This is the implementation of the paper "DRMOE: Towards Better Mixture of Experts via Dual Routing Strategy".
You can implement out model according to the following steps:
-
Install the necessary packages. Run the command:
pip install -r requirements.txt
-
To train the DRMOE and generate the answer to test, please run the command:
bash ./experiments/train.sh
-
Finally, you can get the answer at results/eval_metric.csv.
To ease the configuration of the environment, I list versions of my hardware and software equipments:
- Hardware:
- GPU: RTX 3090
- Cuda: 11.3.1
- Driver version: 535.146.02
- Software:
- Python: 3.9.5
- Pytorch: 1.12.0+cu113
- transformers: 4.28.1
- deepspeed: 0.9.4
You can also visit this link to get the tar.gz file containing the complete virtual environment.

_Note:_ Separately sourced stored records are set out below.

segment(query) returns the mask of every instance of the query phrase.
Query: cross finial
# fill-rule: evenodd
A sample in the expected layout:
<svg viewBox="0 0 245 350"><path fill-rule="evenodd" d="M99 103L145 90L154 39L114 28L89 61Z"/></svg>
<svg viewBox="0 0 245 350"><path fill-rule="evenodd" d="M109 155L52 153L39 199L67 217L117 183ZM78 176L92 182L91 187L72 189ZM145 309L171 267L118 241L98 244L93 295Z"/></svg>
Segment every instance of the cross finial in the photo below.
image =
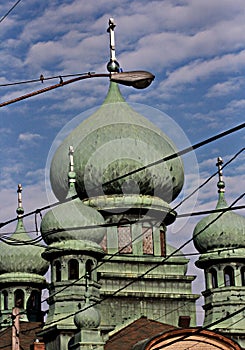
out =
<svg viewBox="0 0 245 350"><path fill-rule="evenodd" d="M74 171L74 148L72 146L69 147L69 158L70 158L70 164L69 164L69 171Z"/></svg>
<svg viewBox="0 0 245 350"><path fill-rule="evenodd" d="M107 64L107 69L111 73L119 72L120 69L120 65L116 60L115 27L114 18L110 18L107 29L107 32L110 34L110 62Z"/></svg>
<svg viewBox="0 0 245 350"><path fill-rule="evenodd" d="M68 196L73 195L73 192L75 189L75 182L76 182L76 173L74 171L74 148L73 146L69 147L69 171L68 171Z"/></svg>
<svg viewBox="0 0 245 350"><path fill-rule="evenodd" d="M219 193L225 192L225 183L223 181L223 172L222 172L223 159L221 157L217 158L216 165L218 167L218 174L219 174L219 181L217 183L218 192Z"/></svg>
<svg viewBox="0 0 245 350"><path fill-rule="evenodd" d="M18 214L18 217L20 218L24 213L24 209L22 206L22 185L21 184L18 184L17 193L18 193L18 207L16 212Z"/></svg>
<svg viewBox="0 0 245 350"><path fill-rule="evenodd" d="M18 208L22 208L22 185L21 184L18 184L17 193L18 193Z"/></svg>

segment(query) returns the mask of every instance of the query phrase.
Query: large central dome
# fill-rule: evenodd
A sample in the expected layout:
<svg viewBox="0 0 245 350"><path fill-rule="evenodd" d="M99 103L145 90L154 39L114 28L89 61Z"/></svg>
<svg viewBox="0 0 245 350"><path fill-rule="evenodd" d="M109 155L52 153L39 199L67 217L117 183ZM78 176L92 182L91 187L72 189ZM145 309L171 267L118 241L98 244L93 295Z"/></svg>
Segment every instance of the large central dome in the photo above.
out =
<svg viewBox="0 0 245 350"><path fill-rule="evenodd" d="M138 194L171 202L184 182L179 157L145 167L177 152L173 142L123 99L116 83L110 84L102 106L82 122L57 149L51 164L52 189L59 200L67 195L68 155L74 147L74 170L81 199L101 195ZM114 179L133 172L143 170Z"/></svg>

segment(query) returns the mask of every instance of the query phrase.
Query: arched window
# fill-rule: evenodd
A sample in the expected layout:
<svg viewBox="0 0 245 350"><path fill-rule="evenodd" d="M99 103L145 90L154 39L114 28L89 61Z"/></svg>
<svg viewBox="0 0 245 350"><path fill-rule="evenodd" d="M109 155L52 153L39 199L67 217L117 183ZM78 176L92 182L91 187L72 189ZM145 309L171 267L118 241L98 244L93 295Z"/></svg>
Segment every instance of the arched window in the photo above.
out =
<svg viewBox="0 0 245 350"><path fill-rule="evenodd" d="M165 239L164 230L160 230L160 244L161 244L161 256L166 256L166 239Z"/></svg>
<svg viewBox="0 0 245 350"><path fill-rule="evenodd" d="M241 268L241 280L242 280L242 286L245 286L245 266Z"/></svg>
<svg viewBox="0 0 245 350"><path fill-rule="evenodd" d="M118 230L118 250L120 254L132 253L132 232L128 220L119 222Z"/></svg>
<svg viewBox="0 0 245 350"><path fill-rule="evenodd" d="M92 270L93 270L94 263L92 260L88 259L86 261L85 269L86 269L86 276L89 280L92 279Z"/></svg>
<svg viewBox="0 0 245 350"><path fill-rule="evenodd" d="M61 281L61 263L59 261L55 261L54 269L55 269L55 280L56 282L60 282Z"/></svg>
<svg viewBox="0 0 245 350"><path fill-rule="evenodd" d="M42 321L41 293L33 290L26 303L27 318L30 322Z"/></svg>
<svg viewBox="0 0 245 350"><path fill-rule="evenodd" d="M224 282L226 287L235 285L234 270L231 266L226 266L224 268Z"/></svg>
<svg viewBox="0 0 245 350"><path fill-rule="evenodd" d="M71 259L68 262L68 279L77 280L79 278L79 263L76 259Z"/></svg>
<svg viewBox="0 0 245 350"><path fill-rule="evenodd" d="M25 294L22 289L16 289L14 292L14 306L20 309L24 308Z"/></svg>
<svg viewBox="0 0 245 350"><path fill-rule="evenodd" d="M217 271L215 269L210 269L209 276L210 276L212 288L217 288L218 287Z"/></svg>
<svg viewBox="0 0 245 350"><path fill-rule="evenodd" d="M142 227L143 254L153 255L152 227Z"/></svg>
<svg viewBox="0 0 245 350"><path fill-rule="evenodd" d="M3 309L8 310L8 292L4 290L2 295L3 295Z"/></svg>

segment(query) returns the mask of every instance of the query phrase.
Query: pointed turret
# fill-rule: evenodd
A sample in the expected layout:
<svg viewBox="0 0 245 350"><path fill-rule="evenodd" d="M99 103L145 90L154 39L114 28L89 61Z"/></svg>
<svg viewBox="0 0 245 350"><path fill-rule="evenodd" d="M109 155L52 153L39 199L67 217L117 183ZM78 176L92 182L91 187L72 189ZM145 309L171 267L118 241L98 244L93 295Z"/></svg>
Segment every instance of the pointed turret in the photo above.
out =
<svg viewBox="0 0 245 350"><path fill-rule="evenodd" d="M99 245L105 235L104 219L77 196L73 153L70 146L66 201L47 212L41 223L48 244L43 256L51 264L49 313L42 332L47 350L67 344L76 333L74 314L79 311L78 305L86 304L88 288L91 303L100 300L96 266L104 255Z"/></svg>
<svg viewBox="0 0 245 350"><path fill-rule="evenodd" d="M22 205L22 186L18 185L17 225L15 232L0 244L0 324L11 323L13 307L21 310L22 321L42 321L41 292L46 288L43 275L48 270L47 262L41 257L44 248L35 245L27 234Z"/></svg>
<svg viewBox="0 0 245 350"><path fill-rule="evenodd" d="M227 209L222 158L217 161L219 181L216 209ZM243 314L229 315L245 306L245 217L233 211L213 213L195 227L194 245L201 253L196 265L204 270L206 290L204 326L227 316L215 329L244 343Z"/></svg>

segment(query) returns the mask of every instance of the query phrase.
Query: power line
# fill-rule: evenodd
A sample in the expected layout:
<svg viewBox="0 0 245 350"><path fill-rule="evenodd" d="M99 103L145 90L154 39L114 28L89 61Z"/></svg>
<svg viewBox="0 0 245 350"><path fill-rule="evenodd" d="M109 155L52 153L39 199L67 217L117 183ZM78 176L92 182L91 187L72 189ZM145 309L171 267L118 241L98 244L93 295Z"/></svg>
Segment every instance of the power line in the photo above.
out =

Method | CMeIE | CHIP-CDN | CHIP-CDEE | CHIP-MDCFNPC | CHIP-CTC | KUAKE-QIC | IMCS-V2-MRG | MedDG | Average |
---|---|---|---|---|---|---|---|---|---|
DRMOE | 0.4675 | 0.8247 | 0.5622 | 0.7813 | 0.8927 | 0.8597 | 0.3771 | 0.1126 | 0.6097 |
w/o TSL&DR | 0.4497 | 0.8229 | 0.5545 | 0.7810 | 0.8645 | 0.8563 | 0.3608 | 0.1093 | 0.5999 |
w/o TSL | 0.4784 | 0.8355 | 0.5668 | 0.7729 | 0.8836 | 0.8021 | 0.3630 | 0.1135 | 0.6020 |
w/o DR | 0.4655 | 0.8168 | 0.5685 | 0.7736 | 0.8864 | 0.8587 | 0.3805 | 0.1138 | 0.6080 |
These additional ablation experiments further demonstrate the effectiveness of the proposed module in our study.